The recommended exporters should be installed on every compute node as described in the install section.

Configuration

After the exporters have been installed on each compute node, Prometheus should be configured to scrape the endpoints provided by the exporters. The following basic Prometheus configuration is the recommended configuration for use with the summarization software.

prometheus.yml

global:
  scrape_interval: 30s
  scrape_timeout: 30s

scrape_configs:
  - file_sd_configs:
    - files:
      - "/etc/prometheus/file_sd/targets.json"
    job_name: compute
    relabel_configs:
    - regex: ([^.]+)..*
      replacement: $1
      source_labels:
      - __address__
      target_label: host

Scrape Interval

The scrape_interval configuration sets the frequency at which Prometheus scrapes metrics exposed by the exporters. It is recommended for Prometheus to scrape exporters every 30 seconds, but this can vary depending on the number of nodes being monitored and storage limitations.

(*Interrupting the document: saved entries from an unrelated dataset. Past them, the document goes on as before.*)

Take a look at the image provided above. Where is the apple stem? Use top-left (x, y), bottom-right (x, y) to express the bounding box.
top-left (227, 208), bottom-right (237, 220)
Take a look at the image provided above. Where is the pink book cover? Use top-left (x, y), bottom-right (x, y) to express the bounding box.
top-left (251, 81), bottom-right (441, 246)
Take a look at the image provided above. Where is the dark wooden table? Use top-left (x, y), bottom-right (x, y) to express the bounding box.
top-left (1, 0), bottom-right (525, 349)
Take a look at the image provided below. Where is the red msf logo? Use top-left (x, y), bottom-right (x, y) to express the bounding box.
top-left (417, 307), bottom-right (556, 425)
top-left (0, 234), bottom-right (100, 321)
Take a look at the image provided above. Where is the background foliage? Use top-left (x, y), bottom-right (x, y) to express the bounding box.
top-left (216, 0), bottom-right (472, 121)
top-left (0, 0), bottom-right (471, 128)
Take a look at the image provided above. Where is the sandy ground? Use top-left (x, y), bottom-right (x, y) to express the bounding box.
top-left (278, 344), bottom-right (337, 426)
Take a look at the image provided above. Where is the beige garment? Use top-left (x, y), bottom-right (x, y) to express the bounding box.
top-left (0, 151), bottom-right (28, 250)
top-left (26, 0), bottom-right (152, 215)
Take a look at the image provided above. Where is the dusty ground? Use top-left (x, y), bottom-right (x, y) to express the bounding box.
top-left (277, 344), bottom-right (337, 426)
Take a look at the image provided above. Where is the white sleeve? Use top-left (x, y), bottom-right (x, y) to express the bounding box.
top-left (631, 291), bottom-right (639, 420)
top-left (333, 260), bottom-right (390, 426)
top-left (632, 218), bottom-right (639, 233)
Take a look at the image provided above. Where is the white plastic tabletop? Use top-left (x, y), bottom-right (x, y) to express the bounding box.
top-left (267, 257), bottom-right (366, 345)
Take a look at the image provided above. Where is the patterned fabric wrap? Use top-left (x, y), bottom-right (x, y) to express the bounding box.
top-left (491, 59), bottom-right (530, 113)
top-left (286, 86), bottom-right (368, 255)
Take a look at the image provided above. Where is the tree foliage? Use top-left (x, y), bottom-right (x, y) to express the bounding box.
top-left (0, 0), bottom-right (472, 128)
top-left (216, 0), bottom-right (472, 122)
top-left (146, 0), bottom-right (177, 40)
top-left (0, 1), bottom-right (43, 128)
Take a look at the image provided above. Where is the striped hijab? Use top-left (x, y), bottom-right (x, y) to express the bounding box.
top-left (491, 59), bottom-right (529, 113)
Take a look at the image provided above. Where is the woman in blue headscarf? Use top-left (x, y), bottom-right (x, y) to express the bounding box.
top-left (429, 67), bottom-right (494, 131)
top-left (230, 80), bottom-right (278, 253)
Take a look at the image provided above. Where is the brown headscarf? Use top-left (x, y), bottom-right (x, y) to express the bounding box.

File-Based Service Discovery

Prometheus can be configured to automatically monitor or stop monitoring nodes as they become available or unavailable. This is managed by the file_sd_configs configuration. This configuration allows Prometheus to dynamically scrape nodes as they become available without having to restart the Prometheus server. Prometheus listens for changes to the files configured under files and automatically scrapes those configured targets. An example targets.json is below:

targets.json

[
  {
    "targets": [
      "cpn-01:9100",
      "cpn-01:9306",
      "cpn-02:9100",
      "cpn-02:9306",
      ...
    ],
    "labels": {
      "cluster": "resource_name",
      "environment": "production",
      "role": "compute"
    }
  }
]

One advantage to using file-based service discovery is that Prometheus can be configured to add pre-defined labels to metrics scraped from groups of targets. This can be set up across multiple clusters or environments like in the example. More information about Prometheus’s file-based service discovery can be found here.

Relabeling

Prometheus can edit labels attached to metrics as they are scraped. The relabeling configured under relabel_configs in prometheus.yml above converts the fqdn returned by the default __address__ label into just the hostname labeled as “host”.

NOTE: The summarization software’s default prometheus/mapping.json expects the “__address__” to be relabeled as “host”. The name of the target relabel must match the name defined in the “params” section of the prometheus mapping file.